Propel Morning Briefing

Major rises in cost of food and drink predicted following Brexit

Procurement and supply chain consultancy Prestige Purchasing has predicted major rises in the cost of food and drink as a result of the UK’s decision to leave the EU.

Chief executive David Read said some effects, such as import tariffs and rising labour costs, would only have an impact on prices once the UK actually left the EU, but he added that if recent significant falls in the value of sterling continued, we would “see prices increasing by the end of the summer”.

He added: “As a nation we run a £21bn trade gap in food, as we produce only about 60% of what we eat. Almost 70% of our imported food is from the EU, but sterling has fallen against the dollar and many other currencies, so all of our food and drink imports will be affected.”
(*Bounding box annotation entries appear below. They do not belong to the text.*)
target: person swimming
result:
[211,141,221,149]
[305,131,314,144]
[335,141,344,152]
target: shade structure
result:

After spectacular falls in the value of the pound in the immediate aftermath of the referendum result, sterling rallied late the following day to $1.37. As foreign exchange markets enter a second week of trading, there is strong speculation a fall to about $1.20 is possible in the coming weeks.

Read said: “A currency fall of about 20% was predicted before the referendum, and is now looking increasingly possible. If this position occurs for the mid-term, and the mix of imported products does not change, the price of a caterer’s basket of goods will rise by as much as 8%. Most caterers run sub-optimal supply chains. There has seldom been a better time to review the range of products purchased and take positive action to ensure supply chains are at maximum efficiency.”